AI tools can boost productivity, but companies need to be wary of overdoing it.
That’s according to a new study published in the Harvard Business Review, which surveyed 1,488 full-time U.S.-based workers in large companies across a variety of industries.
The study found that a small but noticeable number of workers report experiencing mental fog, headaches, and slower decision-making, or what the authors call “AI brain fry.”
“We look at this as kind of the canary in the coal mine,” Matthew Kropp, one of the study’s lead authors and a managing director and senior partner at Boston Consulting Group, told Business Insider. “Those engineers that are the early adopters, that are doing the multi-agent orchestration are experiencing this effect, more and more people are trying to move up to that level.”
Of particular note, the study found that AI tools can boost productivity but only to a certain extent.
“I had one tool helping me weigh technical decisions, another spitting out drafts and summaries, and I kept bouncing between them, double-checking every little thing,” one senior engineer manager told the authors. “But instead of moving faster, my brain just started to feel cluttered. Not physically tired, just… crowded.”
Employees who go from one to two AI tools simultaneously experience “a significant increase in productivity,” they wrote. But the increase is smaller when they go from two to three tools, and then it decreases from three onward, illustrating that multitasking can have its limits.
“We’re not saying we shouldn’t manage multiple agents,” Kropp, who is also chief AI officer of BCG’s X, the firm’s team of roughly 3,000 engineers that build AI solutions, told Business Insider. “It’s the reality. This is how we will be working in a lot of jobs. You will have humans managing agents. I think what’s important is that we are conscious of the fact that it has this impact and that we manage for it.”
Kropp said that he and his coauthors wanted to distinguish between general career burnout and the specific AI-related fatigue some workers are beginning to experience as agentic AI transforms their jobs and their day-to-day routines.
“It’s a very specific effect, because what’s happening is, in order to oversee an agent effectively, this actually a high-congitive load,” he said. “This isn’t something rote. If I’m a software engineer, I’m having it design and write code for me and it really matters what it does, the output has to be good.”
The high stress of managing one agent is then amplified by each additional agent, to the point where workers reach a breaking point.
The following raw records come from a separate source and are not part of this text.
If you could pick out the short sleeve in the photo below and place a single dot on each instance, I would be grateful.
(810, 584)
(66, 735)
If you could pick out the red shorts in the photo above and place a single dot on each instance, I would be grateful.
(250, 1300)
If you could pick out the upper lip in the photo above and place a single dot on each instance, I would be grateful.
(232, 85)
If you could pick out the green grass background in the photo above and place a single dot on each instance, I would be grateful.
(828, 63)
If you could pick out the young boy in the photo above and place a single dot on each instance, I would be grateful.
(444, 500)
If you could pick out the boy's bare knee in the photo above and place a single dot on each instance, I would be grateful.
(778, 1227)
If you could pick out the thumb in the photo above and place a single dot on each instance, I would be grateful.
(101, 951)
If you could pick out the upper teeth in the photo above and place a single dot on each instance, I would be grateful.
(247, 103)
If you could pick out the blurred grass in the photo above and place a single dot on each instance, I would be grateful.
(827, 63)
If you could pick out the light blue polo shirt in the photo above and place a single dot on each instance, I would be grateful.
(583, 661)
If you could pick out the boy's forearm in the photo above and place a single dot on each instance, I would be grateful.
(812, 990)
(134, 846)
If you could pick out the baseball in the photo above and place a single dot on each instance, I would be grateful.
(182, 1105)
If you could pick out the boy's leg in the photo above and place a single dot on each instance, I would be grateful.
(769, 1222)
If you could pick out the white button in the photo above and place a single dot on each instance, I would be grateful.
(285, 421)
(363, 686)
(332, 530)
It’s why the authors say businesses should be diligent in crafting their AI policies, including allowing for breaks.
“If I’m 50 times more productive, maybe I should be 20 times more productive, but have better mental health and not want to quit,” Kropp said.
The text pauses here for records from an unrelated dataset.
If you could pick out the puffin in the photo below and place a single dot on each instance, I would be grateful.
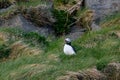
(68, 49)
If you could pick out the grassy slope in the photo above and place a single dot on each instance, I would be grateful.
(93, 49)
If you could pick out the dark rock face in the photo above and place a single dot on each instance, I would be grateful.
(40, 15)
(20, 22)
(111, 72)
(103, 7)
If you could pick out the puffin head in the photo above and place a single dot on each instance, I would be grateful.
(68, 41)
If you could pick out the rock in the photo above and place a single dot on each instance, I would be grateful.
(40, 15)
(112, 71)
(103, 7)
(20, 22)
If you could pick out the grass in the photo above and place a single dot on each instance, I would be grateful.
(32, 3)
(93, 49)
(96, 48)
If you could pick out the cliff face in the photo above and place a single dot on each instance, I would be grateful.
(103, 7)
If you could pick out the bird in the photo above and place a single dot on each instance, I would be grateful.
(68, 49)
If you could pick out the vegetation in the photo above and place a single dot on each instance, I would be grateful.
(93, 49)
(30, 56)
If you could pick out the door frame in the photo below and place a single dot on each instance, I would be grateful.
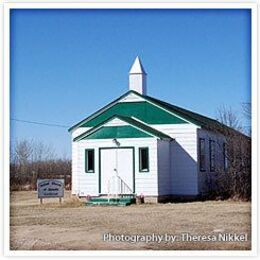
(99, 163)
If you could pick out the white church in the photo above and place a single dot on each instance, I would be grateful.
(140, 145)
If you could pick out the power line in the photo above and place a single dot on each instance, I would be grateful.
(39, 123)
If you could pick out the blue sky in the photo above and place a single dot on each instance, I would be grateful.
(66, 64)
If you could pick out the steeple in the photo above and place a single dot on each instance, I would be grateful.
(137, 77)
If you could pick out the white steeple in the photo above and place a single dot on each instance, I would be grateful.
(137, 77)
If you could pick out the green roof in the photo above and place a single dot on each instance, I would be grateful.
(139, 129)
(149, 115)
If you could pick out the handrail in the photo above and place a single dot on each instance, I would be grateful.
(117, 186)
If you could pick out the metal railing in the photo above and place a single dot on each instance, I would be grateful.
(116, 186)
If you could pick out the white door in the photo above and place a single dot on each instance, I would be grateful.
(116, 171)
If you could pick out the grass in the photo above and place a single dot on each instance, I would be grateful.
(72, 226)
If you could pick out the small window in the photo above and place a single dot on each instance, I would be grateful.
(225, 157)
(212, 155)
(143, 160)
(90, 160)
(202, 154)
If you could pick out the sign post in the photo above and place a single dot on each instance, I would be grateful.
(50, 188)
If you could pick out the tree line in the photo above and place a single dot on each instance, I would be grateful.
(235, 180)
(31, 160)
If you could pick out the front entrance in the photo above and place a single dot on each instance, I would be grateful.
(116, 170)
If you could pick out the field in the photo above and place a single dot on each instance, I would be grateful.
(72, 226)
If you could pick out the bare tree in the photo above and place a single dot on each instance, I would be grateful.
(227, 116)
(235, 180)
(33, 159)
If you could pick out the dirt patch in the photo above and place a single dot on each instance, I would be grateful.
(72, 226)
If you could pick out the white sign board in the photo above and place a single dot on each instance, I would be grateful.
(50, 188)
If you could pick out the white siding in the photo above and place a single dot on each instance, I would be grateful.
(206, 178)
(183, 157)
(164, 168)
(131, 98)
(146, 183)
(79, 131)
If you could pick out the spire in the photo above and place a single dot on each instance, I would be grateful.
(137, 67)
(137, 77)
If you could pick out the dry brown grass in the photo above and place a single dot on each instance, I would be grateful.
(72, 226)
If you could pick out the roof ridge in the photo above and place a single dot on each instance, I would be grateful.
(135, 123)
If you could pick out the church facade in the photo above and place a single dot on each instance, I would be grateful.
(140, 145)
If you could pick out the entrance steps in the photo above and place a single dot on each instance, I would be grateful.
(114, 201)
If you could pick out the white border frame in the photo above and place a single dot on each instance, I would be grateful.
(7, 6)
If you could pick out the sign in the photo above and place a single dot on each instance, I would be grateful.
(50, 188)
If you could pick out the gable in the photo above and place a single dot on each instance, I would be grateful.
(143, 111)
(121, 127)
(110, 132)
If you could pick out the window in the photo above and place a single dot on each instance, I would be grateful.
(89, 160)
(143, 159)
(225, 157)
(202, 154)
(212, 155)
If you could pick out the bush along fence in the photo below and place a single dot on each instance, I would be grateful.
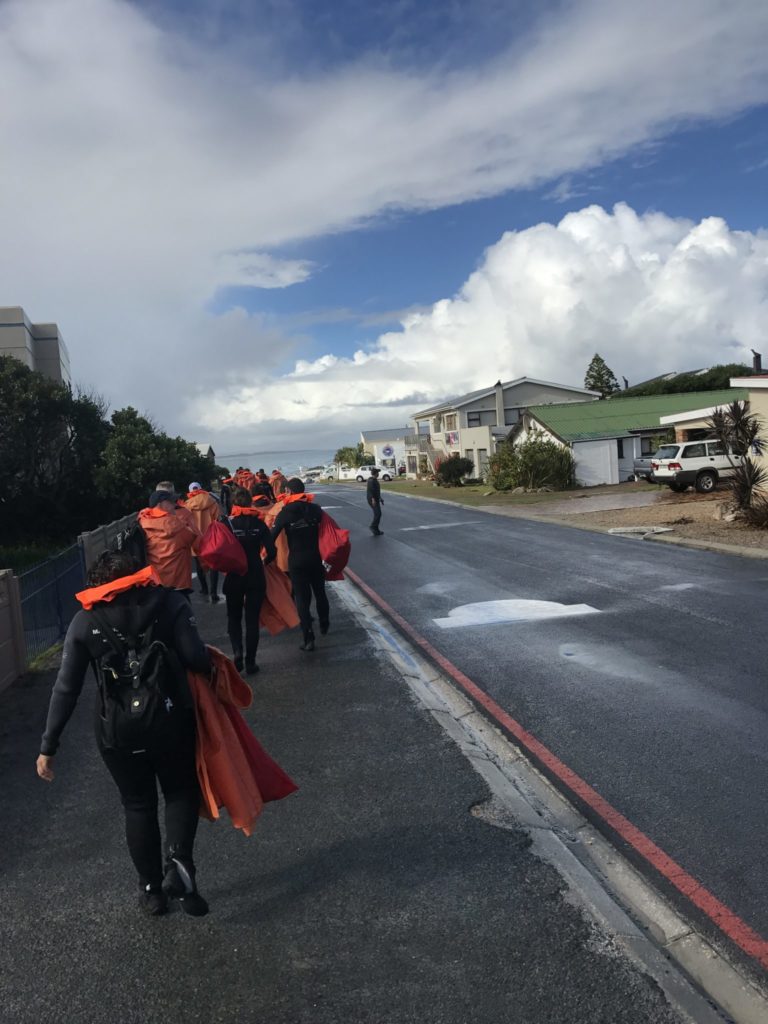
(37, 606)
Steve Yegge, a veteran software engineer, recently suggested imposing a 3-hour cap on engineers who use AI-assisted coding.
The occurrence of “AI brain fry” doesn’t mean companies should avoid AI adoption, Kropp said. The study also found that when AI is used to replace “routine or repetitive tasks,” the rate of burnout declines, even if workers’ mental fatigue does not.
“I think part of where it’s coming from is people get how to use these tools, and they can’t stop because it is so empowering,” he said. “And so I think the tools are positive, we just have to manage the negatives.”
The study found that 14% of the workers surveyed said they were experiencing “AI brain fry,” but the percentage of workers in industries varied widely. Employees in marketing (25.9%), human resources (19.3%), operations (17.9%), and software engineering (17.8%) reported a much higher rate of “AI brain fry” than those in legal and compliance roles, which were at roughly 6%.
The differences, Kropp said, are due in part to the adoption rates among industries as a whole. He said that nine months ago, AI agents didn’t have the capabilities they do now, and based on the current rate of change, other industries are likely to experience the upheaval that software engineering and computer programming are going through now.
“If you think about that sort of ladder of adoption, at least in enterprise organizations, you really have less than 5% that are in those top two levels that are even using agents at all, let alone using multiple at a time,” he said. “So, it’s still very early.”